I’ve been returning to Richard Marshall’s cool essay on Nietzsche and Beckett over the past week, trying to absorb all the good bits. Here’s some of them:
Leiter’s Nietzsche writes only to the poet artist. Leiter considers Nietzsche rare in being someone not looking for a universal readership. His philosophy of art is like Stendhal’s in that it states that art promotes arousal. When discussing the figures who exemplify best what he is discussing it is Goethe, Beethoven and himself who Nietzsche cites. Nietzsche was addressing the artistic genius. His concern was not directly political or social or moral – although he did think that without the spectacle of the artistic genius civilizations would decline – his concern was to save the artist from our ascetic planet where morality and bourgeois conventions threatened to crush artistic wonders. Nietzsche is arguing for an exceptionalism for the likes of Beethoven and Goethe (and Nietzsche) in order that art and the artist could thrive. It is a philosophy of artistic bohemian hedonism. I argue that Beckett is a supreme exemplar.

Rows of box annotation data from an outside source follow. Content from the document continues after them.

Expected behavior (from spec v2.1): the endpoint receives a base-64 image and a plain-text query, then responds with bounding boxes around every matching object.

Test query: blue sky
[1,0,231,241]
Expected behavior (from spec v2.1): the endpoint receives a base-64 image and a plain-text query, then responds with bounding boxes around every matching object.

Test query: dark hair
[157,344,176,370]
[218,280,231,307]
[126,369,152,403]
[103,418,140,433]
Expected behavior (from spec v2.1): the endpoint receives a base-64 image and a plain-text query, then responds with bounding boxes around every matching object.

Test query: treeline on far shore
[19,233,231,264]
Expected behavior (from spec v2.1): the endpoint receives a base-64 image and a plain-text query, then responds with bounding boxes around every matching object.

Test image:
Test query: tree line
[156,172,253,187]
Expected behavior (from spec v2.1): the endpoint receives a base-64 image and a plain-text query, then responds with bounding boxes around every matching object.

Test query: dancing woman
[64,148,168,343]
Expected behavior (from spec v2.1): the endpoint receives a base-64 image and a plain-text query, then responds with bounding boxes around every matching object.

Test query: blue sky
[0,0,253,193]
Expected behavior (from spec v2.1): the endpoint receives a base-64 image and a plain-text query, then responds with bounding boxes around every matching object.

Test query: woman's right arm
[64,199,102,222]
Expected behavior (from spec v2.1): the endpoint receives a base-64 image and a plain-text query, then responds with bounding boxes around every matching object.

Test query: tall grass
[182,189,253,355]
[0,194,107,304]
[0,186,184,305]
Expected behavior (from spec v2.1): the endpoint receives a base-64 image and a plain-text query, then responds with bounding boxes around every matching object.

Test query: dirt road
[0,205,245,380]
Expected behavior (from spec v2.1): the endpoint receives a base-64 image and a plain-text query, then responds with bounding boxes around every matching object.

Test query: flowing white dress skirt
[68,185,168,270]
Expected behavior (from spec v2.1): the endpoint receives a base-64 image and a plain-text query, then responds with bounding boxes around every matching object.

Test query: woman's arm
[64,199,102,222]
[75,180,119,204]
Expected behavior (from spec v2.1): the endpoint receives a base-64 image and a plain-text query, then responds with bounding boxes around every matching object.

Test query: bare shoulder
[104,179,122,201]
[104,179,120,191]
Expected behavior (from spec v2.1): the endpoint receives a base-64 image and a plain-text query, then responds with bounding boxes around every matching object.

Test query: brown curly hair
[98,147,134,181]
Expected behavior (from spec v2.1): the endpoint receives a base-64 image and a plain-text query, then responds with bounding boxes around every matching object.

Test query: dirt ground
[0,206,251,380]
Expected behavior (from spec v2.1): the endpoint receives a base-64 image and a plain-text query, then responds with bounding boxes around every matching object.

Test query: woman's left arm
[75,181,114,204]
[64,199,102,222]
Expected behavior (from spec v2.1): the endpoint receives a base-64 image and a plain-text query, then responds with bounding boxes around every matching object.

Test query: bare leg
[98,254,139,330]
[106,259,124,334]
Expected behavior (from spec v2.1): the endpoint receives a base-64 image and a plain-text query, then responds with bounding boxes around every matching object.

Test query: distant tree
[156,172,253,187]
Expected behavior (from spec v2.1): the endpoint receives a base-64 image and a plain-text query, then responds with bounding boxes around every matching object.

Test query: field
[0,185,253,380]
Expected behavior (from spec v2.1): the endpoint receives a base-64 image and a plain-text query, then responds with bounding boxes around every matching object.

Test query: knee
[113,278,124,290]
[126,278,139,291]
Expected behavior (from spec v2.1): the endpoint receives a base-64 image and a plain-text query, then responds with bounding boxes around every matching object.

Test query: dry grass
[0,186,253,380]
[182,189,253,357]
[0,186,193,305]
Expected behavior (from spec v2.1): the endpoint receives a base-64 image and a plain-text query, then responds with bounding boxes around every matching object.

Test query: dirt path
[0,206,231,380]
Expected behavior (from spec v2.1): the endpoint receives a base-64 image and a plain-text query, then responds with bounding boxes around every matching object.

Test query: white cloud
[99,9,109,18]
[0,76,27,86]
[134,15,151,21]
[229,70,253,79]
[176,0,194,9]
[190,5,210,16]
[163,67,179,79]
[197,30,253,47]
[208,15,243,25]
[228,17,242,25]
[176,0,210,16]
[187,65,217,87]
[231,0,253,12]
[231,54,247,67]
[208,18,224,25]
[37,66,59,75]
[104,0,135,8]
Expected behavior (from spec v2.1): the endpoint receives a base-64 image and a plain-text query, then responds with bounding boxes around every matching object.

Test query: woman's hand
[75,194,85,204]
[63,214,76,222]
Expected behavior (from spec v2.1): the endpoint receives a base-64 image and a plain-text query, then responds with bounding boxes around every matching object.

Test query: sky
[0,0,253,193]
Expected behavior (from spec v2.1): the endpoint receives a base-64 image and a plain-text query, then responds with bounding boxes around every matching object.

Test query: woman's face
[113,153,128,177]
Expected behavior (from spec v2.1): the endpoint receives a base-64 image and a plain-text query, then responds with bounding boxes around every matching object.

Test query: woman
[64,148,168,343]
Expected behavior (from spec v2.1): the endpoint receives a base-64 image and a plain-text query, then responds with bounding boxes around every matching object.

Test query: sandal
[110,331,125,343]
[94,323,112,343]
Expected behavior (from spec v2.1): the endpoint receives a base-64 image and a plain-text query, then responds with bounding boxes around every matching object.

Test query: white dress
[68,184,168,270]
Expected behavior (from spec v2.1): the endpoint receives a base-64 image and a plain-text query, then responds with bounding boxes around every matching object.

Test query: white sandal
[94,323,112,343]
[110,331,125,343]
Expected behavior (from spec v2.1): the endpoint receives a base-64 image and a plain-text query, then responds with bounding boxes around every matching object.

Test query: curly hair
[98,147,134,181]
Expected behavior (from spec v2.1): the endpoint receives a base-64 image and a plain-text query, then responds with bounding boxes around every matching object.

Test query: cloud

…Remember that Nietzsche’s spectacularly illiberal elitism and anti-morality was about preserving the artistic genius from restrictions that would obliterate their ability to fulfil their role. The elitism is not about aristocratic breeding, wealth, intelligence or any of the usual suspects. He is wholly concerned with art genius. Nietzsche examples of the overman are Goethe and Beethoven (and Nietzsche too). He thought that without the artist, we would be deprived of the spectacle of artistic genius and deprived of such as these, we would deprive ourselves of the source in life of aesthetic pleasure.
…For Nietzsche the terrible truth is existential, moral and finally epistemic. We know little. What we do know science delivers and it fails to sustain our illusions about our selves, such as freewill. Most of our cherished beliefs are illusory. To know what others really think of oneself would make you clinically depressed. That much of what we cherish, including our moral beliefs, are lies and falsehoods, coupled with the idea that the truth is unbearable, is a core of the Niezschean philosophy.
…Nietzsche writes: ‘The truly serious task of art …[is] to save the eye from gazing into the horrors of night and to deliver the subject by the healing balm of illusion from the spasms of the agitations of the will’. Art is a protection and remedy to the tragic insight of our existential situation.